Alzheimer’s disease (AD) is a common neurodegenerative disorder, which is increasingly prevalent among the elderly. AD patients usually complain of memory impairment and serious decline of the daily living abilities. The aMCI is an intermediate state between normal cognitive aging and dementia, which is easily progressed to AD dementia. Thus, the effective therapy of AD is to be delivered once the diagnosis is made at the very early stages of AD, ideally in the phase of aMCI. The human apolipoprotein E (APOE) gene has three polymorphic alleles (E2, E3, and E4) [
1]. APOE-ε4 was confirmed to be related with sporadic AD risks by increasing the risk of developing AD and reducing the age of onset [
2]. Therefore, it is an urgent requirement in the field of cognitive neuroscience to reveal the underlying neurological mechanism of the conversion of aMCI to AD in the patients with APOE-ε4.
Although the cognition evaluation is simple, the accuracy of the diagnosis depends on the professional skills of the doctor and the collaboration of patients. On the other hand, MRI might be a promising strategy for early diagnosis of AD [
3]. MRI might be the best diagnosis method for AD by mapping both structures and functions of the human brain. Structurally, studies showed that brain atrophy in AD patients first appears in the medial temporal lobe (MTL), and then involves the parietal lobe, frontal lobe and occipital lobe, and finally the anterior cingulate cortex [
4,
5]. Consistent with these findings, evidence from our team has demonstrated the progressive alterations of brain structures during the progression to AD [
6]. Compared with APOE-ε4 non-carriers, the carriers exhibited greater medial temporal lobe atrophy [
7]. APOE-ε4 is an independent risk factor for the hypotrophy hippocampus in patients with AD and MCI [
8]. Decreased gray matter volume mainly restricts in the right brain area for aMCI-ε4 patients [
9]. Not the degree of atrophy, but the rate of atrophy in a certain region of brain demonstrate close relationship with the AD progression [
10]. The rate of hippocampal atrophy is suggested to be an early marker of incipient memory decline and dementia [
11]. The longitudinal study indicated that rate of volumetric loss was significantly greater among MCI-ε4 compared with non-carriers [
12]. Compared with structural MRI, diffusion tensor imaging (DTI) is a more sensitive method for detecting white matter damage [
13]. A short-term follow-up study showed that AD patients had lower fractional anisotropy (FA) than controls in the fornix and anterior portion of the cingulum bundle, and these FA values were positively correlated with cognitive score [
14]. The APOE-ɛ4 modulates white matter (WM) before clinical manifestations and cognitive impairment [
15]. The changes of white matter is accompanied with the cognitive function decline in APOE-ε4 carriers [
16]. Previous studies suggested that rs-fMRI is a potential functional biomarker for cognitive impairment.
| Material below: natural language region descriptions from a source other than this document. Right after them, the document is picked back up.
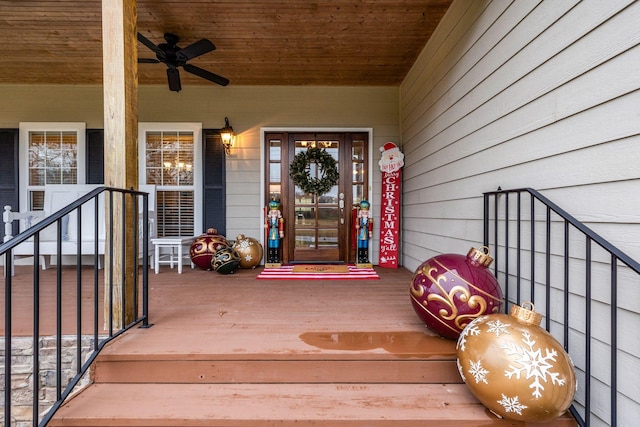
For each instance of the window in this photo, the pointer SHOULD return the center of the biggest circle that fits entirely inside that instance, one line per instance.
(50, 153)
(168, 154)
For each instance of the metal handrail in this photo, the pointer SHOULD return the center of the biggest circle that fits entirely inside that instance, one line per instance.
(139, 316)
(500, 222)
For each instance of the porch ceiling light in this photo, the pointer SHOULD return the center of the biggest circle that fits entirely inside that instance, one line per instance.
(227, 135)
The aMCI subjects showed that posterior cingulate cortex/precuneus (PCC/PCu) hyper-functional connectivity was found at baseline, while a substantial decrease of these connections was observed at follow-up [
17]. Our team observed that the aMCI patients had decreased amplitude of low-frequency fluctuations (ALFF) values in the PCC/PCu, anterior medial prefrontal cortex (aMPFC), hippocampus/parahippocampal gyrus (PHG), basal ganglia, and prefrontal regions, and increased ALFF values mainly in several occipital and temporal regions [
18]. APOE-ε4 exerts an influence on brain function in patients with MCI. Using whole-brain pulsed arterial spin labeling (ASL) magnetic resonance imaging suggest that cognitive status and APOE genotype have interactive effects on cerebral blood flow (CBF) [
19]. MCI-ε4 patients demonstrated significantly increased CBF [
20]. However, deficits exist in these studies that using rs-fMRI to reveal the effect of APOE-ε4 on MCI patients.
For the purpose of early diagnosis, the researchers have been focusing on the aMCI window. Although previous studies provide important information for the conversion of aMCI to AD, they were based on the single modality neuroimaging analysis. Moreover, previous studies ignored one of the major factors that affects the course of the MCI converting to AD is the APOE-ε4. Thus, the purpose of the current trial is to longitudinally investigate the multi-modal (structural MRI, resting state-fMRI and diffusion tensor imaging) neuroimaging characteristics of aMCI-ε4 patients. We hope to provide scientific evidence for more effective prevention, diagnosis and treatment of AD.